La taille de la région est définie par sa géographie. Le bassin lémanique n'est pas extensible à volonté, le potentiel est encore énorme mais la limite sera un jour atteinte. S'il est difficile d'imaginer une seule métropole de Lausanne à Cruseille entre les Voirons, le Jura, le Salève et le Vuache, c'est pourtant un avenir probable qu'il s'agirait de planifier si nous voulons éviter les dérives d'un urbanisme mal maîtrisé qui impliquerait des déplacements constants et donc des nuisances et du temps perdu. Le développement d'éco-quartiers autonomes s'impose avec toutes les activités humaines, ludiques et professionnelles accessibles dans un espace restreint. Toute mégapole s'organise presque automatiquement en petits villages de taille humaine. A nous de prévoir la convivialité, le confort de ces zones de vie ainsi que l'équilibre avec les zones rurales indispensables à l'autonomie de l'approvisionnement.

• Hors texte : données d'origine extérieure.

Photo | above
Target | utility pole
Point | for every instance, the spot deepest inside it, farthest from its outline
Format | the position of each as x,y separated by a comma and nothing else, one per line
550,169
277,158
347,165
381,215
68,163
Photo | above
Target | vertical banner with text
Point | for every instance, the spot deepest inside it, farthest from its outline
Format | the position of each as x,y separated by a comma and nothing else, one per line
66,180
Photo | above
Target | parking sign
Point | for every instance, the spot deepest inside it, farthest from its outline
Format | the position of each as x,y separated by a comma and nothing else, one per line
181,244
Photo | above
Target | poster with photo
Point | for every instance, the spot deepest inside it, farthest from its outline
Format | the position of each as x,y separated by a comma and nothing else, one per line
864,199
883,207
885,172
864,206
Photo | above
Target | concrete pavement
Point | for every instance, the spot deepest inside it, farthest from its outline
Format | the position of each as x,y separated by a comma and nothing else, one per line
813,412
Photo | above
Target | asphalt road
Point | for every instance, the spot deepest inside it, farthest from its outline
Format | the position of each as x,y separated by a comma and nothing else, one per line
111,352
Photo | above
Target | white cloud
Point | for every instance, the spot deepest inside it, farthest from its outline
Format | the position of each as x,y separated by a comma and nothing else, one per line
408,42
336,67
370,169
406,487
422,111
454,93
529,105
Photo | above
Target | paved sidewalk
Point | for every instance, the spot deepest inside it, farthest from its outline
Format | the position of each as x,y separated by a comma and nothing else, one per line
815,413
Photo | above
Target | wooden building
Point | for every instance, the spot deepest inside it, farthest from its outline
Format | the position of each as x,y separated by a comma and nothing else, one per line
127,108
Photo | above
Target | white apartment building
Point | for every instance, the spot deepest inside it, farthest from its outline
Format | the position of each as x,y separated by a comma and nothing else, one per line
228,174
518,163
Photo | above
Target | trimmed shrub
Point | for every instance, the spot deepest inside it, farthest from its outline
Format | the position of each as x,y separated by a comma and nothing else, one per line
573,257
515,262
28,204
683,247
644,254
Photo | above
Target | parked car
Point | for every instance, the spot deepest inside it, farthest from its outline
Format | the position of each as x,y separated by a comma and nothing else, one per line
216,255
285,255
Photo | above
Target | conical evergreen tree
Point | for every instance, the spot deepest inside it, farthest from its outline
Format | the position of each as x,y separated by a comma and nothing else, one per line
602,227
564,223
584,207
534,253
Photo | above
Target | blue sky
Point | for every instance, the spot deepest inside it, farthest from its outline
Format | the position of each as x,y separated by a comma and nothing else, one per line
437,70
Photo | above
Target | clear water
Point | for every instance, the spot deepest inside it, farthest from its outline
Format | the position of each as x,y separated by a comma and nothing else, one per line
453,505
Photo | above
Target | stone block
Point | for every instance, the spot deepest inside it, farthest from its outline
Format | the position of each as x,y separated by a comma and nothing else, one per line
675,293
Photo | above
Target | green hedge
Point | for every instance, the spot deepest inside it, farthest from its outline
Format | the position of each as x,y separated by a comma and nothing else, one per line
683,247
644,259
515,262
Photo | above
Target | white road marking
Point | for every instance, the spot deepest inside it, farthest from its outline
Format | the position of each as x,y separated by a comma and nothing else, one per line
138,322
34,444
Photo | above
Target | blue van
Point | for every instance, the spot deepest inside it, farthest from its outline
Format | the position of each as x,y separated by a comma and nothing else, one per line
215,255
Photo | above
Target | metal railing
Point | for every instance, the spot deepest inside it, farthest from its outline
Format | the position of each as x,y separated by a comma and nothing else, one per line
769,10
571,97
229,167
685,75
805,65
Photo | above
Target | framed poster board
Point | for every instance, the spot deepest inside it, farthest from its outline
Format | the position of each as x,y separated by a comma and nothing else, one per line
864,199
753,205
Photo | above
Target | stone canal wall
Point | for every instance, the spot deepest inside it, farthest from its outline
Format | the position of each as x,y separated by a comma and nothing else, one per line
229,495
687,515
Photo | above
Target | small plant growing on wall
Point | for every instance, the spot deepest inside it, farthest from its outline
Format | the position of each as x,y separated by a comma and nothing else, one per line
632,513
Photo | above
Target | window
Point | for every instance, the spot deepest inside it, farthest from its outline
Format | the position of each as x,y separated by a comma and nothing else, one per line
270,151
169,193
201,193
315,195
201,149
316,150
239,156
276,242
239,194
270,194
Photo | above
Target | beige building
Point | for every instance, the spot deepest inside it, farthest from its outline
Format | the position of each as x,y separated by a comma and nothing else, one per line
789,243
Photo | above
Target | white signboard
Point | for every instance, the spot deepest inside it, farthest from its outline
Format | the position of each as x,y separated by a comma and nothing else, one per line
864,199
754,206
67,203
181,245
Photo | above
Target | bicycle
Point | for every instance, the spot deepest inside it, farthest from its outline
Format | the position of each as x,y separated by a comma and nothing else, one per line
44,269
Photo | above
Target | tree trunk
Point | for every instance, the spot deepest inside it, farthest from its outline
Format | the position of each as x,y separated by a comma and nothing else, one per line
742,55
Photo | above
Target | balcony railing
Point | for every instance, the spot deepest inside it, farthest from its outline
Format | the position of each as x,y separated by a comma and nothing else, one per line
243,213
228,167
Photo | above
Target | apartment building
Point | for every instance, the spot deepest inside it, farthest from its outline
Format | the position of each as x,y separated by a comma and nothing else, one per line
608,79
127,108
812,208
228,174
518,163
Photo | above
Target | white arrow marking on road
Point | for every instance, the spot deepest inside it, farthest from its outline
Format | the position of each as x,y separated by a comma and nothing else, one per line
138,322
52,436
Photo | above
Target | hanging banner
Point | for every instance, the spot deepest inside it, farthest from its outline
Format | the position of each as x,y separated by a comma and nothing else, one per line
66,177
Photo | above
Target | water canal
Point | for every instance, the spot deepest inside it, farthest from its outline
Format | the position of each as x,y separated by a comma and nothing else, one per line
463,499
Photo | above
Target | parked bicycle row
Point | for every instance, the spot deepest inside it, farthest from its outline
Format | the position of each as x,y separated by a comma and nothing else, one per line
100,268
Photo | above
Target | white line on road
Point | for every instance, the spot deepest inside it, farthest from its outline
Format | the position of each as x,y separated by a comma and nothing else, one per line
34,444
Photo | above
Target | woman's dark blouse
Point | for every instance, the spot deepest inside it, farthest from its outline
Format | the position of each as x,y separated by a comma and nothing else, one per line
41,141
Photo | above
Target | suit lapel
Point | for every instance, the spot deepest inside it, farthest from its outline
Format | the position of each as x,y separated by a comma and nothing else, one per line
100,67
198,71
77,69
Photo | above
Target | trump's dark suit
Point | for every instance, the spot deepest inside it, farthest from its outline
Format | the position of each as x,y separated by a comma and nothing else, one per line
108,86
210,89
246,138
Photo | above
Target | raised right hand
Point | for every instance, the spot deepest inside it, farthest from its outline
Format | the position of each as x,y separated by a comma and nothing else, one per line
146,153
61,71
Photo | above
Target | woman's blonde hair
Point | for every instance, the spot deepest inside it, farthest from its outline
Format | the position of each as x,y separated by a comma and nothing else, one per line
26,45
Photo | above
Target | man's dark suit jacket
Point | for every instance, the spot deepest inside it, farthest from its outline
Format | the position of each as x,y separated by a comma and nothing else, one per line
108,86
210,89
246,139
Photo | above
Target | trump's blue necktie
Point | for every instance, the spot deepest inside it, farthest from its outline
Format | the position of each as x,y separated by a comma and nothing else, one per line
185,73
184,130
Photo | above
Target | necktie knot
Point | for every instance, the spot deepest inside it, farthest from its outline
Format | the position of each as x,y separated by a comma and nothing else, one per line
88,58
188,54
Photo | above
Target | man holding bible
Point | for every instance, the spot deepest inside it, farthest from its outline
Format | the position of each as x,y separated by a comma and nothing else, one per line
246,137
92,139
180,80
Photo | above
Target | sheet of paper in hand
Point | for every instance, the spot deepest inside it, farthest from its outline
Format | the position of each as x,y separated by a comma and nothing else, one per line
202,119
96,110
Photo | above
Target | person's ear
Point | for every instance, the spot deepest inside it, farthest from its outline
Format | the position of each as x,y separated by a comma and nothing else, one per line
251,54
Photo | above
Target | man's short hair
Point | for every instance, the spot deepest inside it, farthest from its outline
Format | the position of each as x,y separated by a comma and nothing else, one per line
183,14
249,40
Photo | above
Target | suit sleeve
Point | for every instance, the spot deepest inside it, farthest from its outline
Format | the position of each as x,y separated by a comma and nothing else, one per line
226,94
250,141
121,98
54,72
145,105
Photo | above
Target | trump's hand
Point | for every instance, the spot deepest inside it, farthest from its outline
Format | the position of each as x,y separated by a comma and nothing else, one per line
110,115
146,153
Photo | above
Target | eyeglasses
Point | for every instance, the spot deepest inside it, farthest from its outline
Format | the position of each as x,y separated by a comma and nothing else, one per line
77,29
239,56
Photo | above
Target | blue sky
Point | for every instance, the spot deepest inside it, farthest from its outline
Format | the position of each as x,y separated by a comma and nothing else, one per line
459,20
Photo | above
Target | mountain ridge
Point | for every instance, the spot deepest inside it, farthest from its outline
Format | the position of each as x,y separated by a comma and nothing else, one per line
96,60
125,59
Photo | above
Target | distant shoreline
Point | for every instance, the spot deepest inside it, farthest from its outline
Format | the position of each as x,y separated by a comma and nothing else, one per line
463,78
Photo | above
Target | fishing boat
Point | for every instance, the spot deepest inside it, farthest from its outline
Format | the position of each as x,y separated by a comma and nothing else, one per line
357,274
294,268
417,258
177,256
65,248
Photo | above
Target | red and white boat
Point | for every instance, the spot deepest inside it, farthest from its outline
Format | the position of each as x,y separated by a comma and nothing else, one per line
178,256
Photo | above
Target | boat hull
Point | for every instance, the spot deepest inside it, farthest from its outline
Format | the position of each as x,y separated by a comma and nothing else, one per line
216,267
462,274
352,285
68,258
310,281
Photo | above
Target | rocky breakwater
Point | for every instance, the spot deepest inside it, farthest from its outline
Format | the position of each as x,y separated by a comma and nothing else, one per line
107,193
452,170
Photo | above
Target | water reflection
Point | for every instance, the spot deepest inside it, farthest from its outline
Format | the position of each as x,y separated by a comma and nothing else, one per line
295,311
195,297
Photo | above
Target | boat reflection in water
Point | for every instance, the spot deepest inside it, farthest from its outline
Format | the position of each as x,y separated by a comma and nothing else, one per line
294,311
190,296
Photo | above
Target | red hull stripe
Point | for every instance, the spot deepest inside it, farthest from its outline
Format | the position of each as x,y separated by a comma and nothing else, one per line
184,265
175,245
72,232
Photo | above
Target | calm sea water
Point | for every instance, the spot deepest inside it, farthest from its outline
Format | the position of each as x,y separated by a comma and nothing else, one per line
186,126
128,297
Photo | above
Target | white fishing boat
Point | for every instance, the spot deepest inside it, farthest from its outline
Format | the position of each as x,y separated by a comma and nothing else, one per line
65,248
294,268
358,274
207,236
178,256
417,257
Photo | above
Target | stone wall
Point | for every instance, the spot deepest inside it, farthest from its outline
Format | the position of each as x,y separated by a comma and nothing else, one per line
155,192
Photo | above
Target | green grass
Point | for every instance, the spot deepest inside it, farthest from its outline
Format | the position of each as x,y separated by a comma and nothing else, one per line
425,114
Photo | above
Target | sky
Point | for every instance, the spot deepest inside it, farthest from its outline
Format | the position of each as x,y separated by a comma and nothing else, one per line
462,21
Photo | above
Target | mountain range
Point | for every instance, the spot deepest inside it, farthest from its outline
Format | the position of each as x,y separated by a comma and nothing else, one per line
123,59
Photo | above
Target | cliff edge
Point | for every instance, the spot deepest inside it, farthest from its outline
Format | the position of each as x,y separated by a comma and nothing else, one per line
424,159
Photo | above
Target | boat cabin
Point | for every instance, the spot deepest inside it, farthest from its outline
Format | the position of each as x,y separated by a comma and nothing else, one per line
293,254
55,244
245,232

Un nouveau monde se dessine
L'actualité semble s'accélérer, Nous sommes en train de passer un cap, nous réorienter. Plus aucune décision ne peut se prendre à petite échelle. Les communes fusionnent, les régions se dessinent, les nations passent des accords dans tous les domaines économiques, sécuritaires, culturels. De grands ensembles se dessinent tout en favorisant les particularismes locaux et la proximité des échanges et des décisions. Les frontières s'estompent ou se redessinent de manière virtuelle. La quête de sens se fait aussi plus pressante. Nous avons du temps pour penser à nos vies et à la finalité de nos actes. Il est donc important d'aller avec le courant, participer à ces changements avec confiance et intelligence. Préserver les acquis, se replier sur soi et son confort personnel est une attitude risquée garante de grandes frustrations.
Je regrette le manque de courage de nos politiques qui continuent à promettre le plein emploi pour tous alors que tous les signaux sont au rouge. Partout dans le monde.